House To Vote On Legislation That Would Weaken Endangered Species Act

By

NPT Staff
April 20, 2026

Kemps ridley sea turtle hatchling
The House of Representatives plans to vote on the ESA Amendments Act this Earth Day / Rebecca Latson.

The House of Representatives plans to schedule a vote on Rep. Bruce Westerman’s, R-AR, ESA Amendments Act (H.R. 1897) this Earth Day, Wednesday, April 22nd, according to the Endangered Species Coalition. The Coalition says that Westerman’s ESA rollbacks would strip away core safeguards that have helped species survive and recover, tilt decision-making away from scientists and toward politicians and industry interests, and make it harder for communities to hold federal agencies accountable when endangered wildlife is placed in harm’s way.

Among other sweeping changes, the legislation would:

  • Narrow the consultations that limit harm from federal projects to listed species — potentially to the point of making them meaningless.
  • Weaken safeguards for the “take permits” that allow harm/killing of listed species.
  • Dramatically extend the timeline for listing decisions while imperiled species continue to decline — even to the point of overwriting court-ordered deadlines.
  • Shift science-based decision making by elevating consideration of state and locally submitted data, regardless of its quality.
  • Risks vastly expanding the use of exemptions under the God Squad.
  • Erode public accountability in wildlife management.

“At a time when wildlife is already under immense pressure from habitat destruction, climate change, pollution, and industrial development, Congress should be strengthening the Endangered Species Act, not tearing it apart,” said Jewel Tomasula, policy director of the Endangered Species Coalition. “If Representative Bruce Westerman and Speaker Johnson have their way, Earth Day will become Extinction Day. The urgency is real. This bill is catastrophic for threatened and endangered species.”

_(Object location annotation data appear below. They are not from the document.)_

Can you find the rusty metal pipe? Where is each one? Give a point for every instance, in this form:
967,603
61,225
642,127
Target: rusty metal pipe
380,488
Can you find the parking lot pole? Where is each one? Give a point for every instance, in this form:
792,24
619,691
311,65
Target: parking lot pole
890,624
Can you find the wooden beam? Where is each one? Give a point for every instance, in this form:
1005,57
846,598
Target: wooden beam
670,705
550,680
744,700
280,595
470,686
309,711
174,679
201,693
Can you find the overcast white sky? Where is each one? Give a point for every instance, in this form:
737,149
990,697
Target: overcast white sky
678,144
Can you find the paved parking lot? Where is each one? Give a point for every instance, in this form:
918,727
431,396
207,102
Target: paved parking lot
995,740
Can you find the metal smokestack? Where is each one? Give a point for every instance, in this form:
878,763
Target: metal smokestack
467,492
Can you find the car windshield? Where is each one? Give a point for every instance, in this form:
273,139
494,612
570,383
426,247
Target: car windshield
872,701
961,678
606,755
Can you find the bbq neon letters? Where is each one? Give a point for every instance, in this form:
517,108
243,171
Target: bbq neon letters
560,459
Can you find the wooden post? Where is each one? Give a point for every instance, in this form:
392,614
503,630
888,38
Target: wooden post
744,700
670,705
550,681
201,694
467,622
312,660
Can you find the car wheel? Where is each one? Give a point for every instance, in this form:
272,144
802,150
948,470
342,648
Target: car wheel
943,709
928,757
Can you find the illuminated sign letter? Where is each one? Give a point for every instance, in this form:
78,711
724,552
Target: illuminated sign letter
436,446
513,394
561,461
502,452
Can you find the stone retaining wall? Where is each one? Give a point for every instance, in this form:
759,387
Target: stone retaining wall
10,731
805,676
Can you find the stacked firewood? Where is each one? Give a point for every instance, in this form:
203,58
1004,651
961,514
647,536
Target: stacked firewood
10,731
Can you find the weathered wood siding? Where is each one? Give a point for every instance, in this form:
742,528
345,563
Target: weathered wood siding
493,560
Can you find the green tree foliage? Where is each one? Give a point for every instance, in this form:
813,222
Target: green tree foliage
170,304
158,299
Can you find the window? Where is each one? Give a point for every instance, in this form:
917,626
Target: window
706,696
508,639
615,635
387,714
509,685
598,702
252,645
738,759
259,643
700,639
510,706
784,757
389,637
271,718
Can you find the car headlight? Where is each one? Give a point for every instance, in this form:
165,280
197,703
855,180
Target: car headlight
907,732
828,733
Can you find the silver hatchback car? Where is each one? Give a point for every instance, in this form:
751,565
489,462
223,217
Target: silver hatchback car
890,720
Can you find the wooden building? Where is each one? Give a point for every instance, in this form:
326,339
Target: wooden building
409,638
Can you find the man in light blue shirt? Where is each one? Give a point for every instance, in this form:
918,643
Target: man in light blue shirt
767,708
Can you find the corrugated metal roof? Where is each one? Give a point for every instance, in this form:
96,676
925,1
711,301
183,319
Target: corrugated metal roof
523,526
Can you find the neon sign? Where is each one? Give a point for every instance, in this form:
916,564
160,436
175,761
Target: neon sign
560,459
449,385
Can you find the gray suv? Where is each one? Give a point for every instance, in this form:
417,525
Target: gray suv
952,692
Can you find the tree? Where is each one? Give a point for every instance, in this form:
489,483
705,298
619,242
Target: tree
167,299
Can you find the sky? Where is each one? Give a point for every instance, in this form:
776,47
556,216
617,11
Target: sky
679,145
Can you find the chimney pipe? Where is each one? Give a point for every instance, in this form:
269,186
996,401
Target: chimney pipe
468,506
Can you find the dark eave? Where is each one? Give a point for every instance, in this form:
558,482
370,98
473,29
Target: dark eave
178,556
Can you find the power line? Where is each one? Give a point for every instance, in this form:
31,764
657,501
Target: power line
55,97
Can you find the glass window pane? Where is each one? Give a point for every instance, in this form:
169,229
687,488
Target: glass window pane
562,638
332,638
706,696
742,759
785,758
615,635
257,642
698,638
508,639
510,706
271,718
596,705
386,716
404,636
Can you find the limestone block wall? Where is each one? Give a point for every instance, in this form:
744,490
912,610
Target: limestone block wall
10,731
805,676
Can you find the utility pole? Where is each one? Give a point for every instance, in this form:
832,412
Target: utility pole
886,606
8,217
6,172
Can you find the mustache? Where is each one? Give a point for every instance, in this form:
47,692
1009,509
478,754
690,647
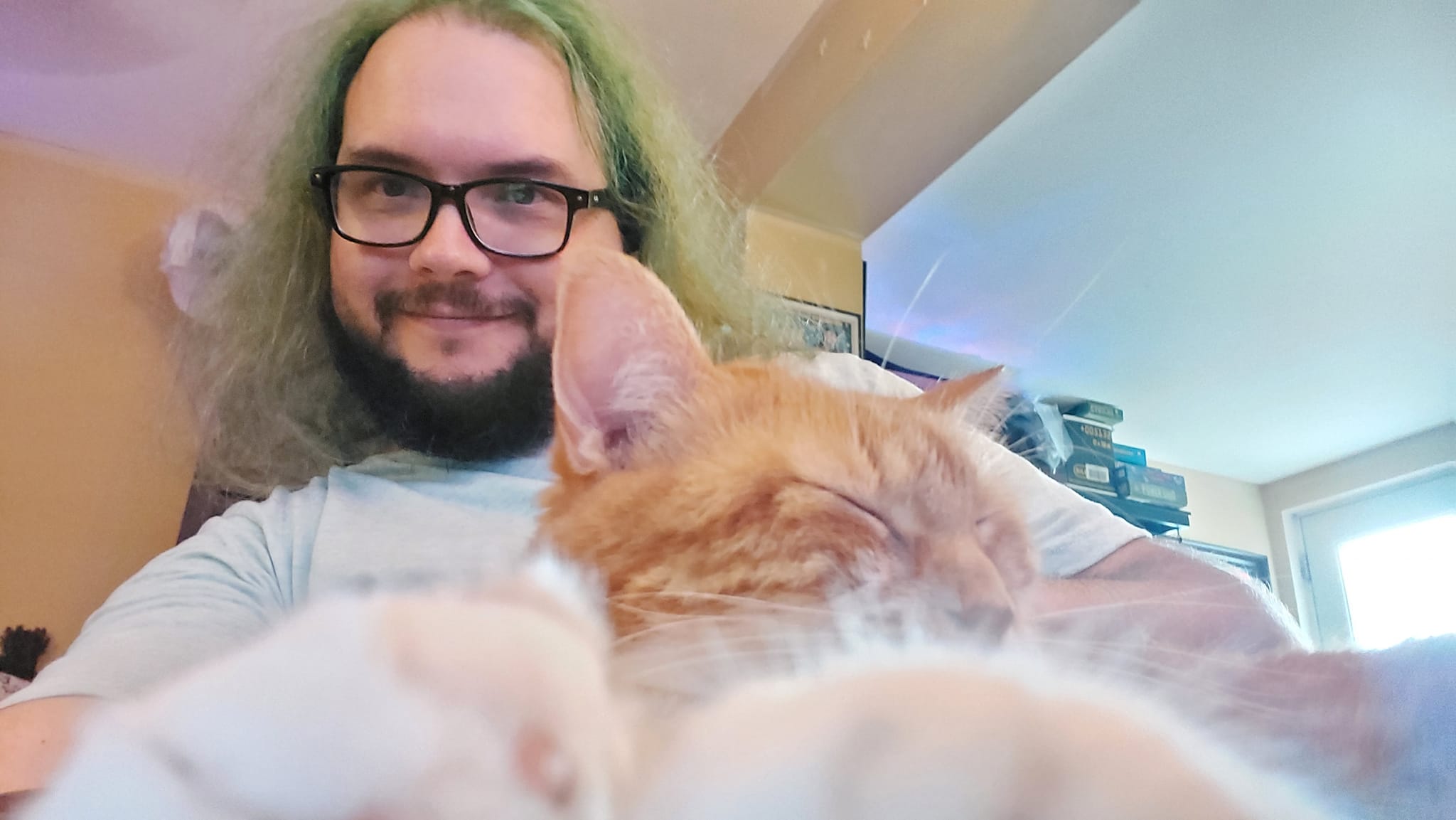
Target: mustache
456,297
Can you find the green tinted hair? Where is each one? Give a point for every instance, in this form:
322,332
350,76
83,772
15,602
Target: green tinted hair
269,405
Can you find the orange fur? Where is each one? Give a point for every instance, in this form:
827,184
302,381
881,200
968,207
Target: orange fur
742,479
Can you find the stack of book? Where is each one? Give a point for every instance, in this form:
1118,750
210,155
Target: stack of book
1089,430
1101,465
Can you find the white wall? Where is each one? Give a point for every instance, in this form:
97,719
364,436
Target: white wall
1324,484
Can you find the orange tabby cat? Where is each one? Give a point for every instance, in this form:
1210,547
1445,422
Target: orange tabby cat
683,481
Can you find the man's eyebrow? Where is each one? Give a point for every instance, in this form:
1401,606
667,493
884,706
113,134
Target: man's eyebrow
530,166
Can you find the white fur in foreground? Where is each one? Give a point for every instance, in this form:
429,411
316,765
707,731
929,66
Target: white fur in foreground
496,705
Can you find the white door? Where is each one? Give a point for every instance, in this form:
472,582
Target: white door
1382,568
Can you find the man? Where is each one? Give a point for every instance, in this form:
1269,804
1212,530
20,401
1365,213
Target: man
389,360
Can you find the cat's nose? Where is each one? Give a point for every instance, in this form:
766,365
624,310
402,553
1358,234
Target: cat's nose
983,621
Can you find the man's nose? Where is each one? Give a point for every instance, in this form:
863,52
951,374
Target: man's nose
447,251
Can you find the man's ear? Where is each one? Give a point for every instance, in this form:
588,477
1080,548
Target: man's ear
976,400
623,351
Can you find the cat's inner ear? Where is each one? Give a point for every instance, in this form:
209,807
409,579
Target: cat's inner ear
979,400
625,351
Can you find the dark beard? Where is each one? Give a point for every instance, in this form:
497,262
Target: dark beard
500,415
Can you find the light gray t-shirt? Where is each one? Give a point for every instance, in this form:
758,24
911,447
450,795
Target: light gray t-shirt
408,521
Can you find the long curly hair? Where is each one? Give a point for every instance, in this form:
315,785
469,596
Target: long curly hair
269,405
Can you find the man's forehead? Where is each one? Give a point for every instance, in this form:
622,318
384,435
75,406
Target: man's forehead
453,98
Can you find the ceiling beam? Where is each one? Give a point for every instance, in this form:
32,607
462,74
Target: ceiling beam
830,57
903,89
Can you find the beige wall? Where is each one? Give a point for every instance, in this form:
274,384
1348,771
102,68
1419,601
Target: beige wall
94,469
1222,510
1328,482
793,258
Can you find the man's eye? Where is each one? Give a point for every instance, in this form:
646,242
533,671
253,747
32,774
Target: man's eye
392,187
519,194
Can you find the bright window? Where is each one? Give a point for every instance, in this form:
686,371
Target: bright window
1401,583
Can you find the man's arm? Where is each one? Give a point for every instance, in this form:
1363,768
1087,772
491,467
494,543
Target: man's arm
1175,599
34,736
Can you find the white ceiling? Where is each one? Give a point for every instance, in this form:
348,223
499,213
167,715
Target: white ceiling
1235,219
1231,218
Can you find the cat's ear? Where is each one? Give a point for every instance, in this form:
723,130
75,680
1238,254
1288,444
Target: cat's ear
979,400
623,351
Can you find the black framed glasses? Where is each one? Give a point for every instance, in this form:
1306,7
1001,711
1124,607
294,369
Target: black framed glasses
510,216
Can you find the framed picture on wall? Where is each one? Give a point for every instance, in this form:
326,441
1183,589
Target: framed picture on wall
826,328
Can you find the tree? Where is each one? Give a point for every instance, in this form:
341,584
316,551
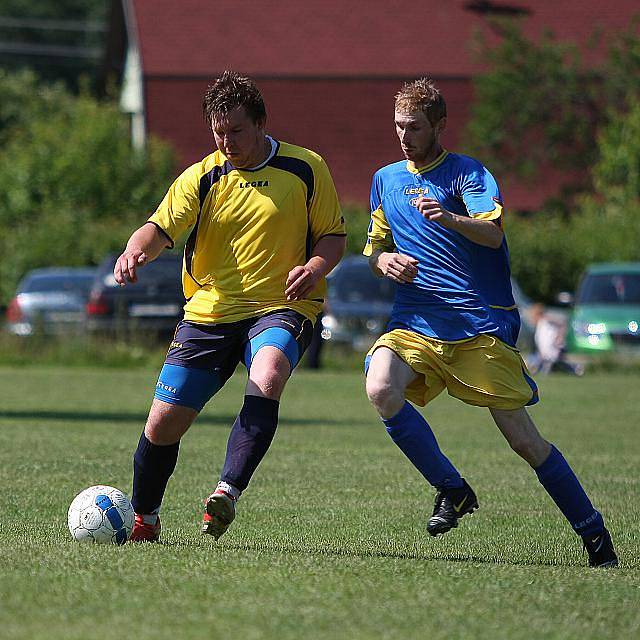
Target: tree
71,187
540,106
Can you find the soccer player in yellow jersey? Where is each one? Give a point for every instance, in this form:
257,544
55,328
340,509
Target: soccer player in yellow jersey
265,229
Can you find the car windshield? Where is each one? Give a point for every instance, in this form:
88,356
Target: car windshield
359,284
77,283
610,288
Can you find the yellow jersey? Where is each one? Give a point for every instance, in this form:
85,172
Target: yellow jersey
249,228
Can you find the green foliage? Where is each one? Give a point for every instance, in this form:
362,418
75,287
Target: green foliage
540,106
71,187
534,91
357,221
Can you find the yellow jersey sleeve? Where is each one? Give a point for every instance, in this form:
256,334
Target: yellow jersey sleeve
180,207
325,217
379,236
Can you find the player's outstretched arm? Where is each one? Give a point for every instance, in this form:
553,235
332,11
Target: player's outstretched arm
144,245
484,232
326,254
395,266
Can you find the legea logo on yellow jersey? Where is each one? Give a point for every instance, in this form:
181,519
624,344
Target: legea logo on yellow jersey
254,183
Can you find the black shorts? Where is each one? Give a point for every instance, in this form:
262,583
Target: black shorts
202,357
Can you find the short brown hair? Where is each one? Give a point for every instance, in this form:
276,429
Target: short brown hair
229,91
422,95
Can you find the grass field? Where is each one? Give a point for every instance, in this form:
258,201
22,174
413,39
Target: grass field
330,538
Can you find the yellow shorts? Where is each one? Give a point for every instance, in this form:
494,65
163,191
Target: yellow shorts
482,371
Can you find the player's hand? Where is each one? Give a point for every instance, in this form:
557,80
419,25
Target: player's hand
432,210
300,282
127,265
398,267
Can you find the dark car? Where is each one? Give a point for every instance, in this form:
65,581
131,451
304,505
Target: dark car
359,305
50,301
152,305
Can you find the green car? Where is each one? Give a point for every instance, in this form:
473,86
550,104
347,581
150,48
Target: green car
606,311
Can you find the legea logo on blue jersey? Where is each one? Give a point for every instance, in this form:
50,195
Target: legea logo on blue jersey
415,191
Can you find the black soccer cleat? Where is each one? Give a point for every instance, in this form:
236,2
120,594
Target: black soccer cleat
450,505
600,550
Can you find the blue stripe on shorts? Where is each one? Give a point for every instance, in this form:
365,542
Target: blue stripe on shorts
273,337
187,387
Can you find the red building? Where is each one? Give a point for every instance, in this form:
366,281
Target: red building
328,70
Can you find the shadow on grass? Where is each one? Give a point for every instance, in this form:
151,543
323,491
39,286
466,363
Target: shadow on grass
122,416
321,551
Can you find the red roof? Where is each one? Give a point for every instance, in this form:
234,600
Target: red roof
197,38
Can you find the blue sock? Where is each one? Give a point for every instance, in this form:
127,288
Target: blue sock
557,477
152,467
249,440
413,435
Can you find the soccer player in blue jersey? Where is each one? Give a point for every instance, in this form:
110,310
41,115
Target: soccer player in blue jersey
265,228
436,230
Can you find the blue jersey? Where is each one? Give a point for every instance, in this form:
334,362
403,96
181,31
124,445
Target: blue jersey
462,288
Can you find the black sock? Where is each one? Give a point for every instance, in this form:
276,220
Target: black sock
249,440
152,467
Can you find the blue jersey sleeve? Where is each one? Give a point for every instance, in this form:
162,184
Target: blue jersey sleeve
376,192
480,192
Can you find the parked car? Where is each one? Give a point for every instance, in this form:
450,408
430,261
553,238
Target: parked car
606,309
359,305
152,304
50,301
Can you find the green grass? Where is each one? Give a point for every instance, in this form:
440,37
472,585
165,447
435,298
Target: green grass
330,538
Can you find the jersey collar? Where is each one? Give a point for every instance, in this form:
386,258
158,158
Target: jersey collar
432,165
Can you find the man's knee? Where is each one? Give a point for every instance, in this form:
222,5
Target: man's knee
384,395
167,423
270,371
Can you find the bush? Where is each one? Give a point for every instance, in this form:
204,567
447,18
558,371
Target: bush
71,187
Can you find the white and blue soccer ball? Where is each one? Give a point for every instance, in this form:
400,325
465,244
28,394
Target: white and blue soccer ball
101,514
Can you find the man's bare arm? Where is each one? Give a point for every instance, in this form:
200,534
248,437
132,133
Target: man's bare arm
144,245
325,255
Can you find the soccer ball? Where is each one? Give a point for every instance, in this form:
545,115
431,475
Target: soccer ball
101,514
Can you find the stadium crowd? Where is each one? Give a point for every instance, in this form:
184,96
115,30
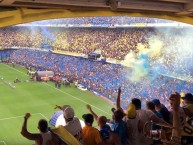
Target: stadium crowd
136,103
112,43
124,128
102,21
102,78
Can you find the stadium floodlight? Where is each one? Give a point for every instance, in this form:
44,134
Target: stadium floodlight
114,4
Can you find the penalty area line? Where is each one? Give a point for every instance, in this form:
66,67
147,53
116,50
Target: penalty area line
15,117
63,92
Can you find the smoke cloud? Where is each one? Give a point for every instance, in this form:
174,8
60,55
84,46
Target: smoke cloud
169,52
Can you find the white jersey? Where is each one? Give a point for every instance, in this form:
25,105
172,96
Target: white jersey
133,129
74,126
46,137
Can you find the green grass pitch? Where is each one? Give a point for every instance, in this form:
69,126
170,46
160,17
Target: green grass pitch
38,98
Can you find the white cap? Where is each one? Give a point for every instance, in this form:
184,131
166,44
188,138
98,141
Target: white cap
68,112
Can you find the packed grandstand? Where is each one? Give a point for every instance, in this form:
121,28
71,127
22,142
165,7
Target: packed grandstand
161,53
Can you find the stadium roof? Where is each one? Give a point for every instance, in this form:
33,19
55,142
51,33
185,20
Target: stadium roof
21,11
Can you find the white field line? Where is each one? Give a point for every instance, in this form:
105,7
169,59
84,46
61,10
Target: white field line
14,117
62,91
3,142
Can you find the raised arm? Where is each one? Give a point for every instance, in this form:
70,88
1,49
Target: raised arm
91,111
175,104
118,102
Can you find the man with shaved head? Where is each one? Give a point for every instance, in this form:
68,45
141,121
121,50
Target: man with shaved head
106,133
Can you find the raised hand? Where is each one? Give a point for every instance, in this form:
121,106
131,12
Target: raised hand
27,115
88,107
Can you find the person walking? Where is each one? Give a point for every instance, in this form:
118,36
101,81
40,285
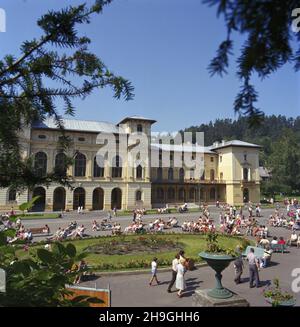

The legislation could have immediate real-world consequences for species already struggling to survive. By weakening critical habitat protections and undermining science-based standards, the bill could make recovery harder and extinction more likely.

“The Endangered Species Act works because it is rooted in science and because it recognizes a simple truth: once a species is gone, it is gone forever,” said Susan Holmes, executive director for the Endangered Species Coalition. “We should not allow politicians to dismantle protections that have saved bald eagles, gray whales, peregrine falcons, and so many other species from disappearing forever.”

The Endangered Species Coalition, Defenders of Wildlife, and more than 275 organizations are calling on the House to vote down H.R. 1897.

“Protecting the nation’s wildlife and habitats has never been an issue of right or left — it is a shared value and a commitment to future generations,” said Cassie Ferri, legislative analyst at Defenders of Wildlife.